Na entrada, a parede branca destaca o cartaz que lista as atividades realizadas no projeto Dossiê Buchner - pesquisa e montagem, contemplado com o Prêmio Funarte de Teatro Myriam Muniz 2009.

O projeto, realizado ao longo de oito meses, culminou na montagem da peça Zaqueu, da qual pude acompanhar um ensaio há mais ou menos dez dias. A ansiedade do grupo agora é para estrear, amanhã, no Espaço Dois. Neste novo trabalho, os atores revezam a interpretação de personagens e mostram os procedimentos adotados para a criação.

Voltando ao dia do ensaio: a sala grande com que nos deparamos logo ao abrir a porta é o estúdio: testemunha do envolvimento com que os seis integrantes encaram o processo criativo.

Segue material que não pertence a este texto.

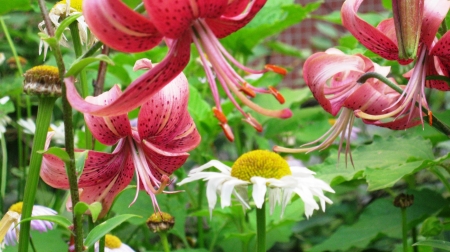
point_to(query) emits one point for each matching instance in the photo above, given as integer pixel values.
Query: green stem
(201, 234)
(404, 230)
(436, 123)
(261, 228)
(164, 241)
(441, 177)
(83, 77)
(4, 169)
(44, 114)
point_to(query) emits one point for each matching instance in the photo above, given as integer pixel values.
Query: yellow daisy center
(112, 241)
(17, 207)
(260, 163)
(76, 4)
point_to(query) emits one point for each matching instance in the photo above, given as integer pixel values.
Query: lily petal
(104, 175)
(164, 120)
(173, 18)
(108, 130)
(372, 38)
(118, 26)
(142, 88)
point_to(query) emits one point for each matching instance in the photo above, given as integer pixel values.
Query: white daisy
(113, 244)
(12, 235)
(60, 11)
(267, 172)
(29, 127)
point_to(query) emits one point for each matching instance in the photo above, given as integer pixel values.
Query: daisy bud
(160, 222)
(408, 23)
(404, 200)
(42, 81)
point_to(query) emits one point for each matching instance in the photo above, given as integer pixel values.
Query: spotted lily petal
(104, 175)
(121, 28)
(142, 88)
(108, 130)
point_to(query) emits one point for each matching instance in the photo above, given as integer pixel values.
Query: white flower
(267, 172)
(11, 237)
(60, 11)
(29, 127)
(113, 244)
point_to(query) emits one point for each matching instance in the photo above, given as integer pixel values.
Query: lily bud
(42, 81)
(408, 23)
(160, 222)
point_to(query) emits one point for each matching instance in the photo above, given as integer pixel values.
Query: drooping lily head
(180, 23)
(153, 148)
(383, 41)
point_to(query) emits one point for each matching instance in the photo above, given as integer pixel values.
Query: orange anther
(227, 131)
(276, 69)
(430, 117)
(252, 121)
(247, 90)
(277, 95)
(220, 116)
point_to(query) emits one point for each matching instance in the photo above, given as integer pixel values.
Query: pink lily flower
(180, 23)
(430, 61)
(332, 77)
(382, 40)
(154, 146)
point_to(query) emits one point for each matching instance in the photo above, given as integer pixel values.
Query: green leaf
(64, 24)
(58, 219)
(382, 163)
(381, 218)
(106, 227)
(95, 209)
(80, 160)
(16, 5)
(79, 64)
(59, 152)
(445, 245)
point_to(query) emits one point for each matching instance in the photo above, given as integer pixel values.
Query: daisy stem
(83, 78)
(436, 123)
(4, 169)
(261, 228)
(404, 230)
(164, 241)
(44, 114)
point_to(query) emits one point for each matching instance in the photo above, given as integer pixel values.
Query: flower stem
(4, 169)
(83, 78)
(261, 228)
(164, 241)
(438, 124)
(404, 230)
(44, 114)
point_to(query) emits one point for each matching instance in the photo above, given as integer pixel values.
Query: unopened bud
(42, 81)
(408, 24)
(404, 200)
(160, 222)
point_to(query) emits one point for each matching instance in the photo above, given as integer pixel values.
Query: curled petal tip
(247, 90)
(227, 131)
(286, 113)
(276, 69)
(142, 64)
(277, 95)
(220, 116)
(430, 117)
(253, 122)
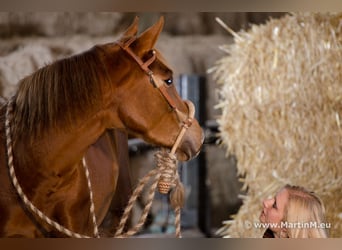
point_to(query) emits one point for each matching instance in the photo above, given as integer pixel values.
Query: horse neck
(57, 150)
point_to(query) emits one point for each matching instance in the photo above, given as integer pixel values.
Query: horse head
(142, 98)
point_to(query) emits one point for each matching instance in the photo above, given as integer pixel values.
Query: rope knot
(167, 164)
(169, 178)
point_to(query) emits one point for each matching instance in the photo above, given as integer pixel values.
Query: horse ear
(132, 29)
(148, 38)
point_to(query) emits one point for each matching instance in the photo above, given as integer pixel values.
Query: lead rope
(22, 195)
(165, 177)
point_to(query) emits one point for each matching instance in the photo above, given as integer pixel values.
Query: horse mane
(58, 94)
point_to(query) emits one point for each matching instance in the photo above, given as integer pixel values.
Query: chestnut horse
(64, 112)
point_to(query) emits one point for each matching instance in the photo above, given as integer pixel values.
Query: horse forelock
(57, 95)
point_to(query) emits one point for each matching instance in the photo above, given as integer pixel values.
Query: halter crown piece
(165, 175)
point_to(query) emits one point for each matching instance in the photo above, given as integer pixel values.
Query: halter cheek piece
(157, 82)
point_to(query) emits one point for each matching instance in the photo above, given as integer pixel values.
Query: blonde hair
(304, 215)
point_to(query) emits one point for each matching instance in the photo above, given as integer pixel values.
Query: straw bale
(280, 97)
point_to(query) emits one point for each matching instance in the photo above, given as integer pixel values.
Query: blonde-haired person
(294, 212)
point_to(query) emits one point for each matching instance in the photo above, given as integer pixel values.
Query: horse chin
(186, 154)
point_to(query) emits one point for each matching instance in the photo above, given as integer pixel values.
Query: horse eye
(169, 81)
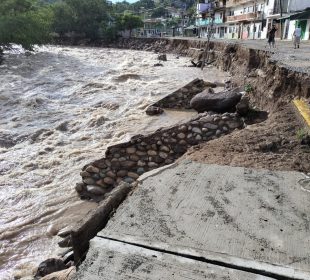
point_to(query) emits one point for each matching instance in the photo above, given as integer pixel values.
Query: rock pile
(180, 99)
(127, 161)
(221, 102)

“Pode sentar aqui”, Olga Nenevê, a diretora, oferece uma almofada e uma mantinha (o dia está frio) para que a acomodação seja confortável. A Edith de Camargo, responsável pela trilha sonora, já está sentada com caneta e bloquinho a postos e os atores se preparam para dar a passada.

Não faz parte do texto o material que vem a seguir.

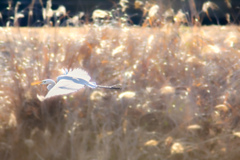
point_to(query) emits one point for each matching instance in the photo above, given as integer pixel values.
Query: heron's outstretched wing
(79, 73)
(64, 86)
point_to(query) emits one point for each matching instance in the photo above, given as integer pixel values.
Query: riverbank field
(179, 97)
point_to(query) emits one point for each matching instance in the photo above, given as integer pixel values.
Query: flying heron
(71, 81)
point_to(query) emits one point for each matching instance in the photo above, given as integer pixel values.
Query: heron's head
(45, 81)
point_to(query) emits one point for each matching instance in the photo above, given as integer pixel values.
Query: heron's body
(71, 81)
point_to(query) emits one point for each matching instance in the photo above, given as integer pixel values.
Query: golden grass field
(179, 98)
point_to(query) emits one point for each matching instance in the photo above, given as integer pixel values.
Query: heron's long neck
(51, 84)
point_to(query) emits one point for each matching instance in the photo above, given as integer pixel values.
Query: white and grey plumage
(71, 81)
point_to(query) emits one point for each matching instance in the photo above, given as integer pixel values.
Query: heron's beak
(35, 83)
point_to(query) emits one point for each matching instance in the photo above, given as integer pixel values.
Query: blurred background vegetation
(222, 12)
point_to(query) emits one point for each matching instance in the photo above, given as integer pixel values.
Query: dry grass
(179, 98)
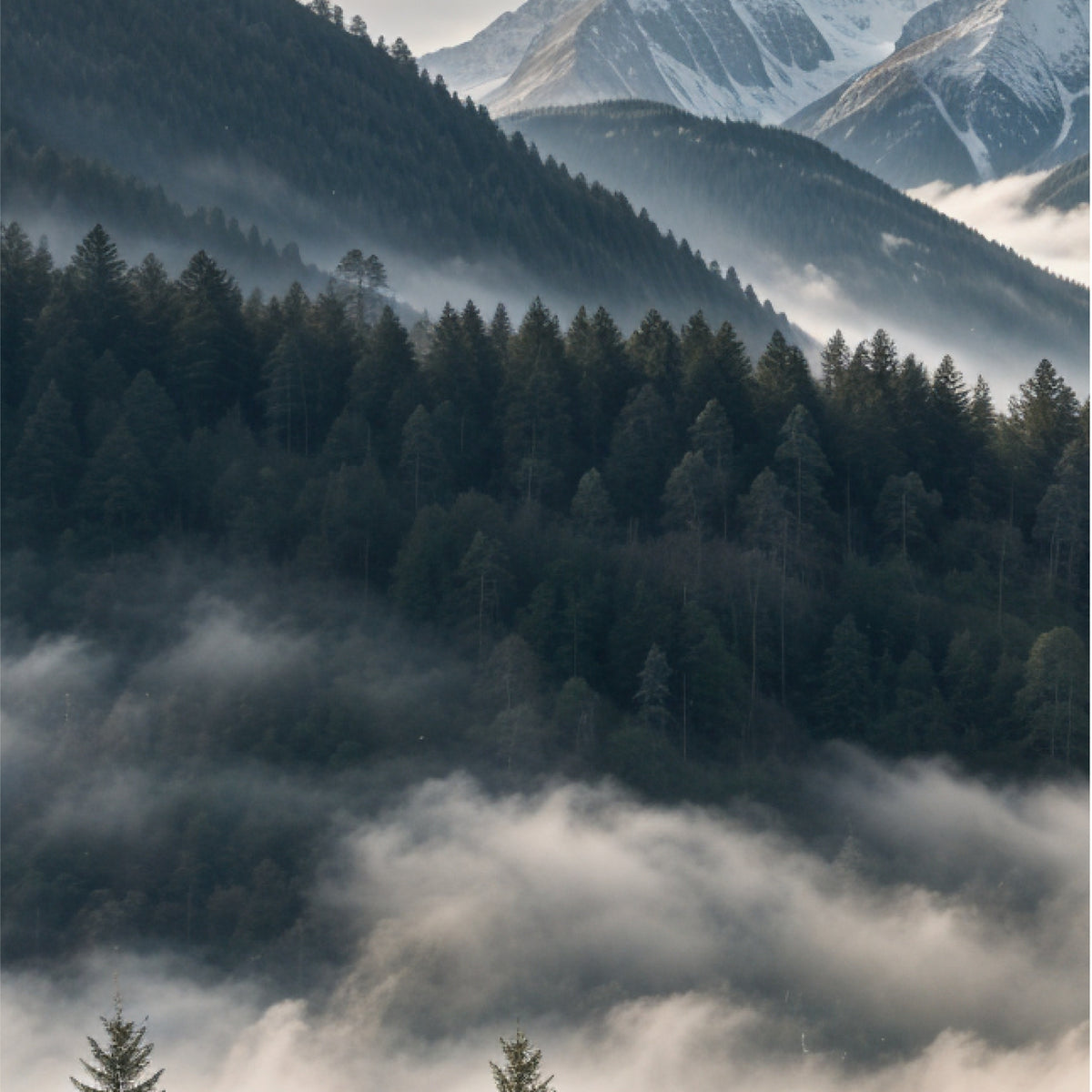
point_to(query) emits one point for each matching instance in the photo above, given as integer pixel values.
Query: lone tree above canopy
(521, 1074)
(119, 1066)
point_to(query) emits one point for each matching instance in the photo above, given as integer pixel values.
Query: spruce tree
(521, 1074)
(119, 1066)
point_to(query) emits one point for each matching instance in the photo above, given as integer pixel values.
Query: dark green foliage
(390, 157)
(784, 199)
(685, 612)
(521, 1073)
(120, 1066)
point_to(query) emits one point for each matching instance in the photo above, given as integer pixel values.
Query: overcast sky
(427, 25)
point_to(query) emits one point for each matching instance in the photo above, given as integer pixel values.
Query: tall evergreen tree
(120, 1065)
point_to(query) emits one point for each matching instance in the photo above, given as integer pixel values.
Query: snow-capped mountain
(742, 59)
(975, 92)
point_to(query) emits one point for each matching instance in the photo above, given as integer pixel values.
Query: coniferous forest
(634, 552)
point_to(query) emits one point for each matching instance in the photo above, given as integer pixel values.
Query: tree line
(589, 494)
(656, 560)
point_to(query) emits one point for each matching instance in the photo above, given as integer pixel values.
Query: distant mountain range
(1065, 188)
(958, 90)
(975, 92)
(743, 59)
(794, 212)
(278, 117)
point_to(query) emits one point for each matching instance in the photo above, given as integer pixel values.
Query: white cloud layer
(1057, 240)
(945, 948)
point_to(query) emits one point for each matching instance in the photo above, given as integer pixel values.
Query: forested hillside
(789, 203)
(281, 117)
(650, 557)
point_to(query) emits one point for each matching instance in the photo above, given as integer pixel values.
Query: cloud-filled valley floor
(644, 947)
(894, 927)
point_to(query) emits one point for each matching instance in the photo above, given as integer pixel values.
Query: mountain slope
(278, 117)
(786, 208)
(1065, 188)
(1004, 87)
(754, 59)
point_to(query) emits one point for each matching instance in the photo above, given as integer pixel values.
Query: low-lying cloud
(644, 948)
(896, 927)
(1057, 240)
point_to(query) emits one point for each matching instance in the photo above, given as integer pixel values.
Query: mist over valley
(448, 612)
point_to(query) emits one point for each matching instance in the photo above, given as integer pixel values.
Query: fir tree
(120, 1066)
(521, 1074)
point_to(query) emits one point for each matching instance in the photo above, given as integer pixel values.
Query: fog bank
(940, 943)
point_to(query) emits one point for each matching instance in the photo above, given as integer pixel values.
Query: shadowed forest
(292, 534)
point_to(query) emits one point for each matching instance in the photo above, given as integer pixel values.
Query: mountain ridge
(745, 59)
(1003, 88)
(272, 114)
(790, 203)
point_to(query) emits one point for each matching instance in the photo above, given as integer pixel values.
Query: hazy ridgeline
(364, 693)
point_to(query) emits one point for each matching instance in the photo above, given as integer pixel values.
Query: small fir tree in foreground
(521, 1074)
(119, 1066)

Olga é casada com o ator Eduardo Giacomini e, juntos, eles compartilham a casa - cozinha, quarto, sala, banheiro, varanda e quintal - com os outros quatro atores da companhia: Elenize Dezgeniski + Fernando de Proença + Ronie Rodrigues + Vanessa Vieira. A morada ainda abriga os gatos Chimu e Melie.

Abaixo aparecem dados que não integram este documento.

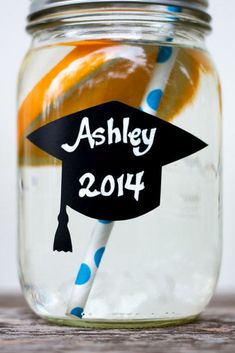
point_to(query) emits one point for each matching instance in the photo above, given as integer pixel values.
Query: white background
(13, 45)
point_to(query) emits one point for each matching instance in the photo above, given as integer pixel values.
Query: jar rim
(45, 6)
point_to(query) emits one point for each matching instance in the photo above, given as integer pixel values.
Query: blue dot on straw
(154, 98)
(98, 256)
(164, 54)
(174, 8)
(84, 274)
(79, 312)
(104, 222)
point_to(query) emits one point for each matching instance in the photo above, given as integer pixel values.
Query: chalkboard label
(112, 157)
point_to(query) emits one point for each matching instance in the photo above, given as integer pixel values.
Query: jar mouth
(49, 8)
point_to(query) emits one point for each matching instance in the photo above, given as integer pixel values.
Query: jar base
(127, 324)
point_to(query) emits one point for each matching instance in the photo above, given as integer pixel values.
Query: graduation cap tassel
(62, 240)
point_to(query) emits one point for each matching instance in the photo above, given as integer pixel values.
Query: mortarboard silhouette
(112, 156)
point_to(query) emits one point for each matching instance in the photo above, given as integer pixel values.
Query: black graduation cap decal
(112, 157)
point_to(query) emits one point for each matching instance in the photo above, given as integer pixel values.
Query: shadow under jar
(119, 142)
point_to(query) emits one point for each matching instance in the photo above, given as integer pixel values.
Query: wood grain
(21, 331)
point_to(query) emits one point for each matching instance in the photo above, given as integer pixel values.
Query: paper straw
(100, 235)
(88, 268)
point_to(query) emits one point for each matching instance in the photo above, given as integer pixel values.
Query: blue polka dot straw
(83, 284)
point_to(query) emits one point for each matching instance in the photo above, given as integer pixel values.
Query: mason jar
(119, 154)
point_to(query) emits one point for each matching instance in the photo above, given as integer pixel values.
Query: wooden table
(21, 331)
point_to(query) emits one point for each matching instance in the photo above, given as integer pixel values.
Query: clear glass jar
(161, 262)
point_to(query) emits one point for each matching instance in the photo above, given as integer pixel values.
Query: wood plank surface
(21, 331)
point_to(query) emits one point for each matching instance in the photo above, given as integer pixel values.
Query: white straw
(86, 275)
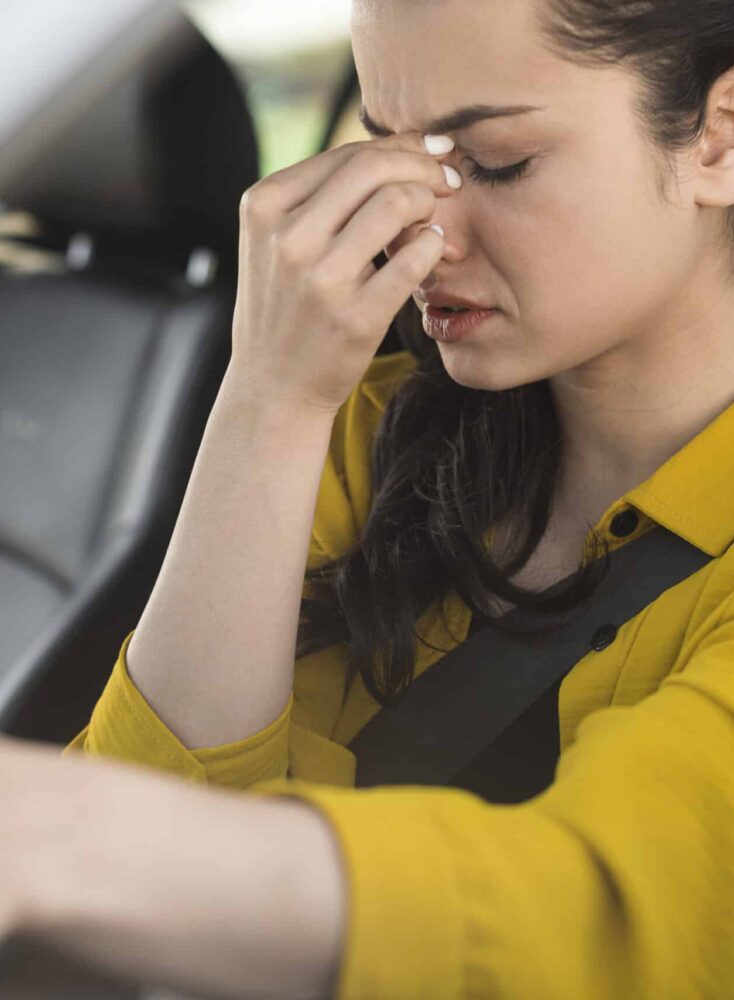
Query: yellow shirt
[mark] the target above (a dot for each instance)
(618, 880)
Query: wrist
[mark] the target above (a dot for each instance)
(274, 406)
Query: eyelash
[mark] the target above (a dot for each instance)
(503, 175)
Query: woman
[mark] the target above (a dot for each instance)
(593, 213)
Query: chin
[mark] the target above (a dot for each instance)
(490, 375)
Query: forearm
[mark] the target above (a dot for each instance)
(213, 652)
(219, 894)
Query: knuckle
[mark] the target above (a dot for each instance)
(289, 247)
(254, 204)
(320, 284)
(398, 198)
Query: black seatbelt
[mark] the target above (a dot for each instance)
(463, 702)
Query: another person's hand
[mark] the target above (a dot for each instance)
(312, 308)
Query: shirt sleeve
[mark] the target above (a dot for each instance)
(124, 726)
(616, 881)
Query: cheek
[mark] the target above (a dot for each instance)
(581, 242)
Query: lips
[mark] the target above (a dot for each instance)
(446, 300)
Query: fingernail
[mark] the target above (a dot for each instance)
(438, 144)
(453, 177)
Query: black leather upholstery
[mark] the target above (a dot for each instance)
(108, 374)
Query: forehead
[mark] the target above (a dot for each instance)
(418, 58)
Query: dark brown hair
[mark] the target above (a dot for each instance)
(449, 461)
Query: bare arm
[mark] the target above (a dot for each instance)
(148, 877)
(213, 652)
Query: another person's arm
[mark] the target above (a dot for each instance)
(617, 881)
(173, 885)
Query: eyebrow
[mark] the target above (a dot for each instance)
(461, 119)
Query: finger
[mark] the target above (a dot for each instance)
(378, 222)
(329, 211)
(293, 186)
(384, 294)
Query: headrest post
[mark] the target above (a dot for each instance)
(202, 266)
(80, 252)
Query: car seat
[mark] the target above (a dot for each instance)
(113, 344)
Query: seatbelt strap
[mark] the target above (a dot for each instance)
(464, 701)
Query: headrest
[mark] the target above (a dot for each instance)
(160, 156)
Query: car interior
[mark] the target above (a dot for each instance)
(118, 276)
(118, 270)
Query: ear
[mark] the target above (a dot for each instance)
(715, 185)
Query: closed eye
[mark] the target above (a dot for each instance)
(498, 175)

Sozinho, Fernando de Proença entra em cena carregando casacos em um dos braços, caminha devagar pelo espaço retangular e, cuidadosamente, dispõe as vestes no chão em cada canto da sala forrada com linóleo.

Fala: “Nota de esclarecimento: estou confuso e inadequadamente sensível esta noite. De todas as minhas auto-representações nenhuma me ocorre agora. O fato é que olhei imagens que revelaram pedaços meus.”

Neste momento ele é Zaqueu, o filho, em outros encarna Angélica, a mãe. Na busca de uma satisfação inalcançável, eles se mostram incapazes de superar o vazio de suas vidas e acabam por perderem-se um ao outro e a si mesmos.

A brincadeira envolvendo o ator com o personagem e a experiência do revezamento de um pelo outro é compartilhada com os outros atores, criando várias camadas de representação.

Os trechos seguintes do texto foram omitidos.